The country has an overabundance of pigs. Combine that with fear over the A/H1N1 flu, formerly commonly referred to as "swine flu," and farmers find themselves unable to make a profit when they go to market.

Lan Yushun sold 60 pigs at 8.2 yuan (US$1.2) per kilogram two days ago, losing about 6,000 yuan.

"It is better than losing more if the price keeps plummeting," said Lan, whose 1-hectare barn in Shanxi Province produces more than 2,000 pigs a year.

The National Development and Reform Commission (NDRC) issued a warning on Tuesday that the sector began to lose money as the average rate between the prices of pigs and feed in 36 big cities was 0.1 point lower than the break-even point as of May 6.
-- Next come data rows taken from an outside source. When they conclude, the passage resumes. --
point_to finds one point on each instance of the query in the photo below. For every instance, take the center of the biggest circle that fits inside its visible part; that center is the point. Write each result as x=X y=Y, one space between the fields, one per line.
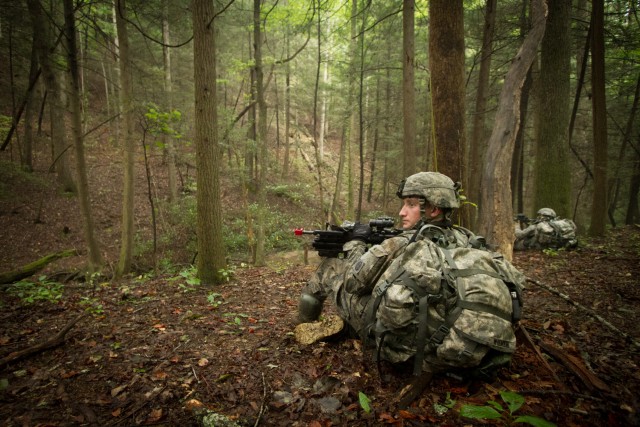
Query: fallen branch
x=414 y=389
x=263 y=406
x=588 y=310
x=32 y=268
x=529 y=341
x=576 y=366
x=58 y=339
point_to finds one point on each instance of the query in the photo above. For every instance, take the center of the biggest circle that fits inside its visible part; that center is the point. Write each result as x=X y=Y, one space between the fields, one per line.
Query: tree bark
x=599 y=203
x=211 y=253
x=169 y=143
x=446 y=63
x=409 y=158
x=43 y=36
x=128 y=146
x=261 y=140
x=552 y=171
x=95 y=257
x=496 y=224
x=478 y=143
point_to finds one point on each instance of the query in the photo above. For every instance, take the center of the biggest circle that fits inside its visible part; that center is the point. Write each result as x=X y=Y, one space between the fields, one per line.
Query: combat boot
x=308 y=333
x=309 y=308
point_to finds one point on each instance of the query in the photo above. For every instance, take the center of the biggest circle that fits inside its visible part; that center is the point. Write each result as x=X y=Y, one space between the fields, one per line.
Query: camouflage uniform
x=379 y=292
x=541 y=234
x=348 y=282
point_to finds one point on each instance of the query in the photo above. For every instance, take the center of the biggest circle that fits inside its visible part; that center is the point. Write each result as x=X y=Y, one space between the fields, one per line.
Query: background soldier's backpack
x=446 y=307
x=557 y=233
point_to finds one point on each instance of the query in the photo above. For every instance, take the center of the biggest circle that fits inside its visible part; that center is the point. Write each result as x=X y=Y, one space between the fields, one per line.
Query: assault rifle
x=523 y=220
x=329 y=242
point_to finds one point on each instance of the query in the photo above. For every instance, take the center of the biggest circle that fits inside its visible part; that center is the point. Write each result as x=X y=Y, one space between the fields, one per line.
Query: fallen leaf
x=116 y=391
x=68 y=374
x=159 y=375
x=154 y=416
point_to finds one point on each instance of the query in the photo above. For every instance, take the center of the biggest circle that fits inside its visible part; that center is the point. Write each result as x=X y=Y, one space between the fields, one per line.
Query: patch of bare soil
x=149 y=347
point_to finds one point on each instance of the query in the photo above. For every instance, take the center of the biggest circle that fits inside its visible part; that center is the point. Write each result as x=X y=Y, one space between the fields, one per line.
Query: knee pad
x=309 y=308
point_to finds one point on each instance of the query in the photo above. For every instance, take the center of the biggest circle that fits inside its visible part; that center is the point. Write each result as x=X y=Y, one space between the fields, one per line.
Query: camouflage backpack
x=557 y=233
x=446 y=307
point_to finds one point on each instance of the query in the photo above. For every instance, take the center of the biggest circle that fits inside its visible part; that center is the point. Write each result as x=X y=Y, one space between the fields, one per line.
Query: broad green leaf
x=495 y=405
x=514 y=400
x=479 y=412
x=534 y=421
x=364 y=402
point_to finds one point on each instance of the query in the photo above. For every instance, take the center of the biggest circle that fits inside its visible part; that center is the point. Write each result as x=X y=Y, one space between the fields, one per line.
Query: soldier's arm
x=361 y=275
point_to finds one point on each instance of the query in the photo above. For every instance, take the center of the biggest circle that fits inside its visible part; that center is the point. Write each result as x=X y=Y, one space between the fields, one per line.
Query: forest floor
x=150 y=350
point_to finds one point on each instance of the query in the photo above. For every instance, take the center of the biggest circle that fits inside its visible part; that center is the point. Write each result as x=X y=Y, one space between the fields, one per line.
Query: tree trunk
x=316 y=143
x=496 y=224
x=552 y=172
x=287 y=106
x=128 y=146
x=95 y=257
x=517 y=162
x=30 y=106
x=621 y=154
x=169 y=144
x=211 y=254
x=409 y=157
x=44 y=41
x=478 y=143
x=599 y=203
x=261 y=140
x=446 y=63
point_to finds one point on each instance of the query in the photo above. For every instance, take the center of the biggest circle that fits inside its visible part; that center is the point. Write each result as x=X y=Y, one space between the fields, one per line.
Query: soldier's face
x=410 y=212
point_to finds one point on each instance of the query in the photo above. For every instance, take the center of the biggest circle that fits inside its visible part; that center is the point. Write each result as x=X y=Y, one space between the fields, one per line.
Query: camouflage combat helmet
x=437 y=189
x=547 y=213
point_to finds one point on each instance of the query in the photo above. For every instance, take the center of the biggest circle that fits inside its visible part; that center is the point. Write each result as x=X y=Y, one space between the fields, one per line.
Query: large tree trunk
x=211 y=254
x=128 y=146
x=553 y=178
x=496 y=223
x=95 y=257
x=599 y=203
x=287 y=106
x=409 y=157
x=446 y=63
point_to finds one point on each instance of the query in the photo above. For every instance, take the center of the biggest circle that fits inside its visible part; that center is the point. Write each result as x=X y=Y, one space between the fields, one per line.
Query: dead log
x=565 y=297
x=55 y=341
x=32 y=268
x=414 y=389
x=576 y=366
x=523 y=331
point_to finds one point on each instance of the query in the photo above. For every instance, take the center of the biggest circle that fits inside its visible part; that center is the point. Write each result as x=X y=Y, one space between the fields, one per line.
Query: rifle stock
x=329 y=242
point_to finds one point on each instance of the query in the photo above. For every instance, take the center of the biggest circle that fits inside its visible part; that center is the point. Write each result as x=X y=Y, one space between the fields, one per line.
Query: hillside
x=149 y=345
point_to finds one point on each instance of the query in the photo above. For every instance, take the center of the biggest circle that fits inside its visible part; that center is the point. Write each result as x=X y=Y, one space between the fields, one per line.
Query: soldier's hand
x=361 y=232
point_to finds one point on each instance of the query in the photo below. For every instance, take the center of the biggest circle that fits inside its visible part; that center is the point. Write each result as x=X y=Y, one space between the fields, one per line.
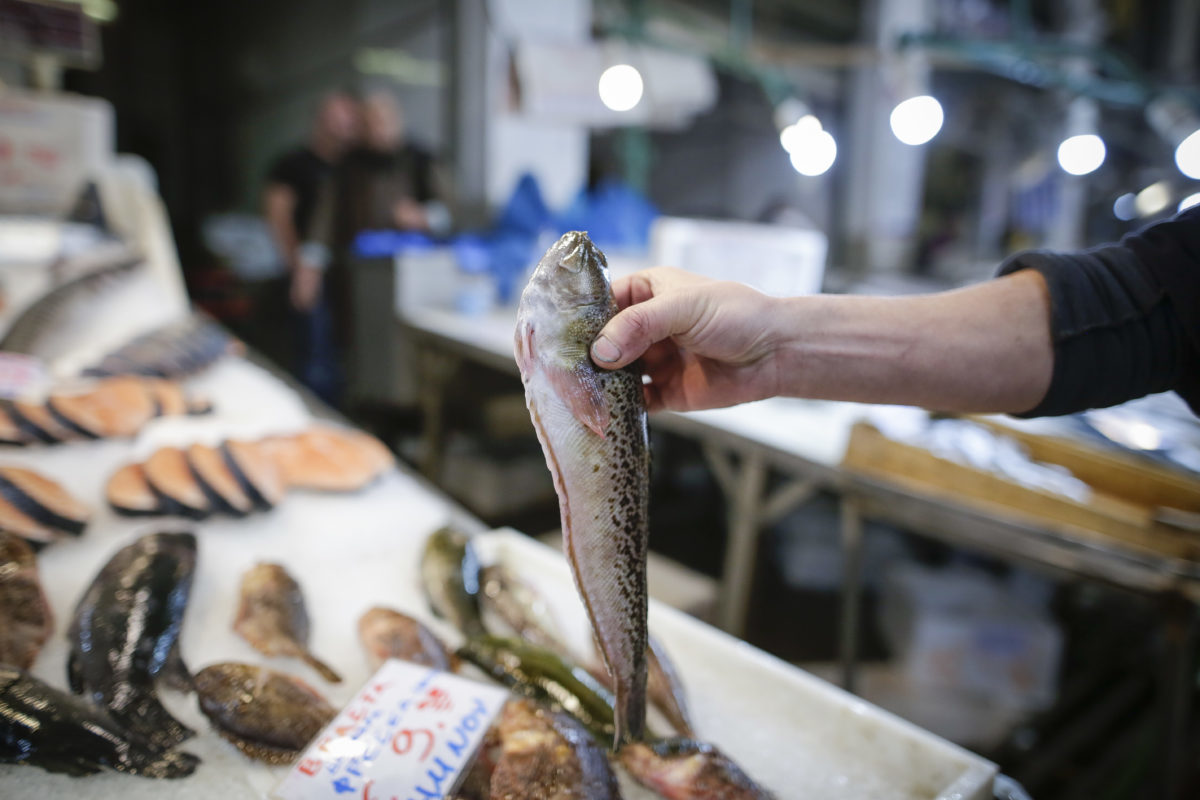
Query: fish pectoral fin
x=583 y=396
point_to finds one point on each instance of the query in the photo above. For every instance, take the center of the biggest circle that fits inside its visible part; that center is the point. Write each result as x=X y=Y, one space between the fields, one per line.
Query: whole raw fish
x=274 y=619
x=592 y=427
x=387 y=633
x=25 y=618
x=684 y=769
x=61 y=733
x=547 y=756
x=125 y=635
x=450 y=578
x=265 y=714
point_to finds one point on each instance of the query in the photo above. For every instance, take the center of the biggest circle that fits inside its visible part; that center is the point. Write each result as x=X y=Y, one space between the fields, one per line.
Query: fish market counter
x=796 y=734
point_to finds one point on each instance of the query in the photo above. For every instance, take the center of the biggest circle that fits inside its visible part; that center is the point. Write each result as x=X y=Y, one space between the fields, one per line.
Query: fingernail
x=603 y=349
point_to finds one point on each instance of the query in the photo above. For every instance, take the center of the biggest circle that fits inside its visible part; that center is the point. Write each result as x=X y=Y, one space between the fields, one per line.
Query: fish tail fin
x=153 y=723
x=325 y=671
x=630 y=717
x=172 y=764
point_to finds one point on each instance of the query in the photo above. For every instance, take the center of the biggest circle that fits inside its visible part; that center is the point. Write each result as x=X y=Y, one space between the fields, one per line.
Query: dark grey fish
x=25 y=618
x=450 y=575
x=547 y=756
x=592 y=427
x=387 y=633
x=43 y=319
x=60 y=733
x=125 y=633
x=268 y=715
x=683 y=769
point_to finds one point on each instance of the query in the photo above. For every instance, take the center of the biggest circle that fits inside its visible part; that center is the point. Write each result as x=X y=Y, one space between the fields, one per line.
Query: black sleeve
x=286 y=169
x=1125 y=318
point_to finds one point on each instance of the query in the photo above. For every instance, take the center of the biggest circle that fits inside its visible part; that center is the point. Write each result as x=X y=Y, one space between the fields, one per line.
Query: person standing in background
x=388 y=182
x=298 y=202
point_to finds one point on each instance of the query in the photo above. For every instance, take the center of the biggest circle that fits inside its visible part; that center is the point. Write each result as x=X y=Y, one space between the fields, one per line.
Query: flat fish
x=274 y=619
x=683 y=769
x=450 y=576
x=25 y=617
x=388 y=633
x=546 y=756
x=592 y=427
x=125 y=635
x=268 y=715
x=45 y=727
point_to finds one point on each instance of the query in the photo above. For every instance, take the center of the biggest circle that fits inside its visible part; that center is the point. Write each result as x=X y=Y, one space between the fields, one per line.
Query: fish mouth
x=577 y=252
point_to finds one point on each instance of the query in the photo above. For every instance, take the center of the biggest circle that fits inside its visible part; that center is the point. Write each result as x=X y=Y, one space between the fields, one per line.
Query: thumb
x=631 y=332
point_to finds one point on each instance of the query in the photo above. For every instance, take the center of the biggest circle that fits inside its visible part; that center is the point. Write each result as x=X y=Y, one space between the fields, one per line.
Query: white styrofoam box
x=964 y=630
x=781 y=262
x=798 y=735
x=48 y=145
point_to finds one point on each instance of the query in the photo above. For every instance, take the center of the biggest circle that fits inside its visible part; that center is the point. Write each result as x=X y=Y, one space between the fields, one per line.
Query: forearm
x=985 y=348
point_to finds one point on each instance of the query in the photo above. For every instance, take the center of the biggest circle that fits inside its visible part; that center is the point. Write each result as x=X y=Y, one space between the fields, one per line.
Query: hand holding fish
x=703 y=343
x=707 y=344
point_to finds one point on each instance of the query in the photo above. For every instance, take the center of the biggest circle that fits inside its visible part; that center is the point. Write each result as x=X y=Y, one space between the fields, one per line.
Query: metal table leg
x=750 y=507
x=436 y=370
x=851 y=589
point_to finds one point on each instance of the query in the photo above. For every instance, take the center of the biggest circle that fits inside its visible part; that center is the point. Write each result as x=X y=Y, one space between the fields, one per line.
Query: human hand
x=703 y=343
x=305 y=288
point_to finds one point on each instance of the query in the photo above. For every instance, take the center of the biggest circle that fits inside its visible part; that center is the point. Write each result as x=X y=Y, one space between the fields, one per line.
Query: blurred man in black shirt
x=299 y=206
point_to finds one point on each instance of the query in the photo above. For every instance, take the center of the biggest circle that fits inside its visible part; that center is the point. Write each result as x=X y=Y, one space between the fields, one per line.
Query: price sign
x=407 y=735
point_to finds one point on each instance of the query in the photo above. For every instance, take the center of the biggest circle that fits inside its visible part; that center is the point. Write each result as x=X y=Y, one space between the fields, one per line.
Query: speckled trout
x=592 y=427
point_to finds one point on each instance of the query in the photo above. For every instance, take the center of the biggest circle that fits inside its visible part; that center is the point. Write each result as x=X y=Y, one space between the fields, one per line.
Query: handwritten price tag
x=407 y=735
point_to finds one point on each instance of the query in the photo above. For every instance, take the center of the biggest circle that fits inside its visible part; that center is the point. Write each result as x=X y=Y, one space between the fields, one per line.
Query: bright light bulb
x=917 y=120
x=1153 y=199
x=797 y=134
x=1125 y=208
x=1187 y=155
x=1080 y=155
x=621 y=88
x=816 y=154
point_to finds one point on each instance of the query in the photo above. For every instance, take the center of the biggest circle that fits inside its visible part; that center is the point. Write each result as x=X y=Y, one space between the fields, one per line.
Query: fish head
x=571 y=275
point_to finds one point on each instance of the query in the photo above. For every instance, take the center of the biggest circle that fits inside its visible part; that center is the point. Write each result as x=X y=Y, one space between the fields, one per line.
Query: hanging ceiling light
x=917 y=120
x=1080 y=155
x=621 y=86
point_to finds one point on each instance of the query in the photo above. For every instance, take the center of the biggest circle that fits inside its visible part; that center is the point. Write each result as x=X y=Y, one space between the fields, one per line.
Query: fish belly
x=603 y=491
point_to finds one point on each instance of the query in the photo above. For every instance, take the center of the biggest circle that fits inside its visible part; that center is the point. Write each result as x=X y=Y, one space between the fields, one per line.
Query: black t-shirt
x=304 y=172
x=1125 y=318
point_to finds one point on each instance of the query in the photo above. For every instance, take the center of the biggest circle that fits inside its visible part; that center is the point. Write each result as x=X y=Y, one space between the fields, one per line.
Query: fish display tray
x=799 y=735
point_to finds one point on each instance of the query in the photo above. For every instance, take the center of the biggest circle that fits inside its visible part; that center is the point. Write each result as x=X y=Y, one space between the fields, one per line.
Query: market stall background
x=759 y=525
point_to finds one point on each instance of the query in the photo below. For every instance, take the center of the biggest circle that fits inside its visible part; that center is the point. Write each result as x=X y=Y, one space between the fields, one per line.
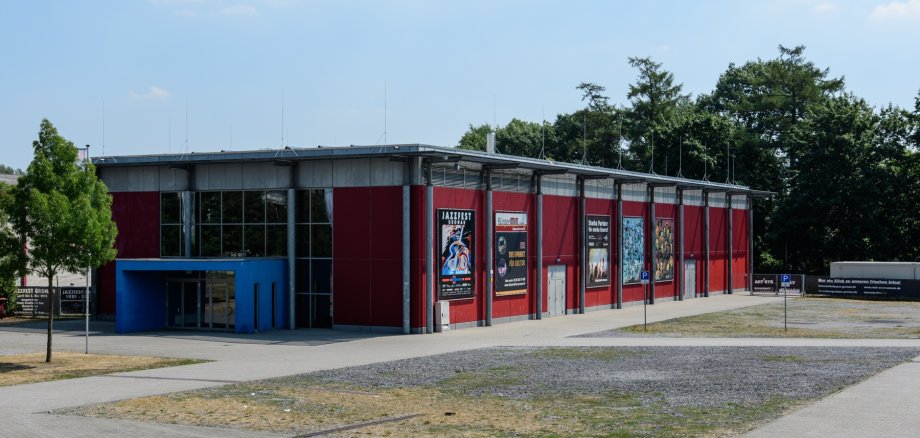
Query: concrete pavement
x=243 y=358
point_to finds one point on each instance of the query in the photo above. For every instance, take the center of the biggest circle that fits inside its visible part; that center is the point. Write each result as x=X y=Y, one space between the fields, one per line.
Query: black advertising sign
x=765 y=283
x=456 y=238
x=867 y=287
x=510 y=253
x=598 y=241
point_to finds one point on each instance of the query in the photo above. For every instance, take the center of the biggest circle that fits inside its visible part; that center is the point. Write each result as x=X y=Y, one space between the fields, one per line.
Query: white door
x=689 y=278
x=556 y=290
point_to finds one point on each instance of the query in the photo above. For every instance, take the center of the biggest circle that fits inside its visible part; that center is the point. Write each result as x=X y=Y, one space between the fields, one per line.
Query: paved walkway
x=239 y=358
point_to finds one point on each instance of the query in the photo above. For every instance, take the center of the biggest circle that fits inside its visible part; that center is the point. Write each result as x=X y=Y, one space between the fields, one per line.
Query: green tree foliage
x=7 y=170
x=846 y=174
x=64 y=212
x=9 y=247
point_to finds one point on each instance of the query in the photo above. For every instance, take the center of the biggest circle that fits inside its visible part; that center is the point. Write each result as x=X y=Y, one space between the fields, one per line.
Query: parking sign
x=785 y=280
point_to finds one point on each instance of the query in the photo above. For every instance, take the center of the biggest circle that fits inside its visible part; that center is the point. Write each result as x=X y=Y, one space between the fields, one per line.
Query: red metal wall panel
x=694 y=241
x=636 y=292
x=666 y=289
x=137 y=215
x=605 y=296
x=718 y=269
x=560 y=242
x=367 y=246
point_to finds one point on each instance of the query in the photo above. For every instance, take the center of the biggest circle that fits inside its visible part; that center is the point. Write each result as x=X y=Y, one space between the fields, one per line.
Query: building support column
x=187 y=217
x=538 y=180
x=679 y=273
x=706 y=241
x=582 y=237
x=731 y=262
x=429 y=249
x=292 y=249
x=488 y=250
x=750 y=244
x=653 y=230
x=407 y=254
x=619 y=188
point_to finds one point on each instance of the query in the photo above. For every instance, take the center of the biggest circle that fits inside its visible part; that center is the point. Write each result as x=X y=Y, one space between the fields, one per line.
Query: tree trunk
x=50 y=315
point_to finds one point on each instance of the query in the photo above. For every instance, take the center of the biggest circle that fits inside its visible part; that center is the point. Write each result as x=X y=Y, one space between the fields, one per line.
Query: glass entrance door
x=183 y=303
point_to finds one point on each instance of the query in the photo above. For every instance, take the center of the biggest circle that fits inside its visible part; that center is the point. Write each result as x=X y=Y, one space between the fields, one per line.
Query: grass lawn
x=807 y=318
x=622 y=392
x=32 y=368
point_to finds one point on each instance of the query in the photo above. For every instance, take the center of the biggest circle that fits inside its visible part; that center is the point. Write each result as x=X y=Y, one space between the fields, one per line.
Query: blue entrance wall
x=140 y=291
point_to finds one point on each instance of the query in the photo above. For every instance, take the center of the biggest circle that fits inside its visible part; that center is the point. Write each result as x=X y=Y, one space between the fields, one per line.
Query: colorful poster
x=510 y=253
x=664 y=249
x=633 y=249
x=598 y=241
x=456 y=239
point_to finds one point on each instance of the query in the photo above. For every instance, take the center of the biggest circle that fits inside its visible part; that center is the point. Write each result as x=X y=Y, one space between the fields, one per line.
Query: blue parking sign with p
x=785 y=280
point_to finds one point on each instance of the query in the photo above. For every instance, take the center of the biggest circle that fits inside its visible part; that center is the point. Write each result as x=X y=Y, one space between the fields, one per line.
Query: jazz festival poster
x=664 y=249
x=633 y=249
x=598 y=240
x=510 y=253
x=456 y=266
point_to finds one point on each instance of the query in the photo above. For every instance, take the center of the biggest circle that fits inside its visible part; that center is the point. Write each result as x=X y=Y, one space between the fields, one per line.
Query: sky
x=132 y=77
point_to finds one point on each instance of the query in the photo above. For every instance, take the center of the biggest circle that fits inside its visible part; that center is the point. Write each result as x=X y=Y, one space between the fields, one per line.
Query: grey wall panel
x=635 y=192
x=351 y=173
x=600 y=189
x=666 y=195
x=172 y=179
x=693 y=197
x=385 y=172
x=560 y=186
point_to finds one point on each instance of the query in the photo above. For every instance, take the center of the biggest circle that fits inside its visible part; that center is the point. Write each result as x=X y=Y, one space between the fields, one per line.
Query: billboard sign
x=510 y=253
x=457 y=268
x=598 y=241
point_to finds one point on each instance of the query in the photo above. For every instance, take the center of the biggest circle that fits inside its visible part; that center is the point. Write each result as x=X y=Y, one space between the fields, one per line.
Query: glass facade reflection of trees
x=227 y=224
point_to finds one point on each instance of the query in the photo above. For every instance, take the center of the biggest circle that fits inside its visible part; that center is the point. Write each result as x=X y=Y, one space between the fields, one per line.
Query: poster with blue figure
x=456 y=238
x=633 y=249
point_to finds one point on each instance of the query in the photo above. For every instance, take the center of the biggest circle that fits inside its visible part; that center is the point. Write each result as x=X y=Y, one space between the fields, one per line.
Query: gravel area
x=682 y=376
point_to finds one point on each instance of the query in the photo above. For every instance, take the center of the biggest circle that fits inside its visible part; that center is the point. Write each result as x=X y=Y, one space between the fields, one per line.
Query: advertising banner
x=510 y=253
x=867 y=287
x=633 y=249
x=766 y=283
x=664 y=249
x=598 y=241
x=456 y=240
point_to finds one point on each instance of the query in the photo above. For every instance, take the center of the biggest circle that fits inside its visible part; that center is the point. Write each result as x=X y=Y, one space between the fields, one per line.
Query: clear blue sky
x=443 y=64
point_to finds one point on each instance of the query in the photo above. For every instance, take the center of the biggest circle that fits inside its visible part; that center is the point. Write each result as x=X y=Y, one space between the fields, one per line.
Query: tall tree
x=64 y=212
x=655 y=101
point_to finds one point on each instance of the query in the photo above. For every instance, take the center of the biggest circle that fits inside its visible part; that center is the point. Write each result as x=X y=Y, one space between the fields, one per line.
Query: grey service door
x=689 y=278
x=556 y=290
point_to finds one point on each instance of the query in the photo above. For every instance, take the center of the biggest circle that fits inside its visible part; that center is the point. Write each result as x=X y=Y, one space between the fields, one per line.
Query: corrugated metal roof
x=435 y=153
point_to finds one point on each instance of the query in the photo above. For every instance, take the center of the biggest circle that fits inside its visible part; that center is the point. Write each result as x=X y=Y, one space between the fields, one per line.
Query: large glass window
x=313 y=249
x=250 y=223
x=172 y=239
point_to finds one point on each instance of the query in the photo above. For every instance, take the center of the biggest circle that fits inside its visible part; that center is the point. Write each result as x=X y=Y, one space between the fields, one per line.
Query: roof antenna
x=651 y=168
x=103 y=127
x=282 y=117
x=680 y=158
x=705 y=163
x=384 y=112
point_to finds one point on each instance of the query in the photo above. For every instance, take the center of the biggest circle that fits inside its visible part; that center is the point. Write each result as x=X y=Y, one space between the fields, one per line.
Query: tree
x=655 y=103
x=7 y=170
x=64 y=212
x=9 y=247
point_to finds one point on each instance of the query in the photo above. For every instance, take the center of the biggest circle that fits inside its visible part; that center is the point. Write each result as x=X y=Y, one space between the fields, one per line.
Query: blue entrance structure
x=252 y=294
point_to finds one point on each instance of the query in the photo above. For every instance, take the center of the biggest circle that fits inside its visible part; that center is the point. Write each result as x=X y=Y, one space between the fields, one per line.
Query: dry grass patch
x=32 y=368
x=807 y=318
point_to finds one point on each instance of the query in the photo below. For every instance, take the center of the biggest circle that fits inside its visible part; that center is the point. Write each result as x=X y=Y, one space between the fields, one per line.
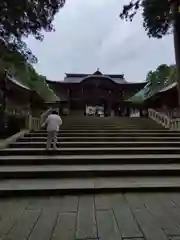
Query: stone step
x=51 y=159
x=91 y=151
x=87 y=185
x=84 y=144
x=99 y=139
x=80 y=171
x=105 y=134
x=110 y=131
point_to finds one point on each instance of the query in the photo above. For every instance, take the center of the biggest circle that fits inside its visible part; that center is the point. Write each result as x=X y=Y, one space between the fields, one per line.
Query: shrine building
x=79 y=93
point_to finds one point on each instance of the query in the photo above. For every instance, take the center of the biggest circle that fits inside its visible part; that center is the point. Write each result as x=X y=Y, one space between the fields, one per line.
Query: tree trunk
x=177 y=45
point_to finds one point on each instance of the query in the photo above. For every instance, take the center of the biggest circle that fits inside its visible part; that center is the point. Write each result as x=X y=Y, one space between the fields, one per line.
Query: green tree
x=160 y=17
x=159 y=78
x=19 y=19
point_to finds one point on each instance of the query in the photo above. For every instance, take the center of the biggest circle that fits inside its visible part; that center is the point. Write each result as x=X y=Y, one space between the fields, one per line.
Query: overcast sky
x=89 y=35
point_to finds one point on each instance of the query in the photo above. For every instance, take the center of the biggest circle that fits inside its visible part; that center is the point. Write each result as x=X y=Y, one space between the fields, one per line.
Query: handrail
x=45 y=114
x=164 y=120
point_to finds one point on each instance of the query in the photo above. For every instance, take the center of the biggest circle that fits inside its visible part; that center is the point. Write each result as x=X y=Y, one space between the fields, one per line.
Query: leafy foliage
x=21 y=18
x=163 y=76
x=157 y=17
x=156 y=80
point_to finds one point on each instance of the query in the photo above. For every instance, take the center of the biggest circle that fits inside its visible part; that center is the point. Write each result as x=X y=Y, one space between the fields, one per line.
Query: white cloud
x=90 y=34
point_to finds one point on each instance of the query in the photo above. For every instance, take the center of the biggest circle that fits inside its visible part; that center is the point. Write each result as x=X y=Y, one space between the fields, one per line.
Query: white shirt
x=53 y=122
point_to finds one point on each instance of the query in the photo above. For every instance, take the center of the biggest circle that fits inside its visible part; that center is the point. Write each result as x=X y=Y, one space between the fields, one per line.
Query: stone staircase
x=95 y=155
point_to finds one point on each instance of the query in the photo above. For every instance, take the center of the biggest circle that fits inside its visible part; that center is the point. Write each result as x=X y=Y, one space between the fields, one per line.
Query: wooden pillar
x=69 y=100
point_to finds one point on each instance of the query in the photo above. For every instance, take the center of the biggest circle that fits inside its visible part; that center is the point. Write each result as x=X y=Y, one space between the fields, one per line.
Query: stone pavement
x=129 y=216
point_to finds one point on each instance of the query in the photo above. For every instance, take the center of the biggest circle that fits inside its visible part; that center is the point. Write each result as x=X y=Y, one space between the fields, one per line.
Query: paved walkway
x=132 y=216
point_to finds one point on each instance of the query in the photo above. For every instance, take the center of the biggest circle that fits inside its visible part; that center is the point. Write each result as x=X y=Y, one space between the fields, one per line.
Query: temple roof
x=78 y=77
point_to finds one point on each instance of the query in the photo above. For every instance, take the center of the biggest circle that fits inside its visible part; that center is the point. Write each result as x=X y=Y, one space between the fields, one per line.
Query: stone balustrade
x=164 y=120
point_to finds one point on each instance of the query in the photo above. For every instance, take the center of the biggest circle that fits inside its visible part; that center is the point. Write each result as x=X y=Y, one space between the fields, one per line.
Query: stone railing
x=164 y=120
x=44 y=115
x=32 y=123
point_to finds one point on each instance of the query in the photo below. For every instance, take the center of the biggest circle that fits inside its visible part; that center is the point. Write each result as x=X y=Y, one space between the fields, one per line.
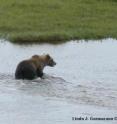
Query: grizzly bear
x=33 y=67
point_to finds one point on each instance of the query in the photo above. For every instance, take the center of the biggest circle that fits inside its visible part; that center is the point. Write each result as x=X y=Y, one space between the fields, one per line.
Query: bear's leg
x=39 y=73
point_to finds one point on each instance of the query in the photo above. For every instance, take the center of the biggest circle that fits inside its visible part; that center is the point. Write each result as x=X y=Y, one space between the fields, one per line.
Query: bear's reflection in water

Deputy director of the NDRC pricing department Zhou Wangjun also pointed out supply had surpassed demand and the gap could widen as consumption of pork usually dropped in summer.

The government would decide whether to start buy large quantities of pork as of next week based on market conditions in an effort to stabilize prices, said Zhou.

He said he was uncertain about the planned program's effect in stopping the price from falling.

Following the warning, Lan decided to cut production by 1,500 head this year, equal to about 15,000 yuan in total.

"I lost 260,000 yuan in 2006 when the prices plunged drastically due to enormous supply, but sluggish demand. I just don't want it to happen again," said Lan, who began to raise pigs in 1994.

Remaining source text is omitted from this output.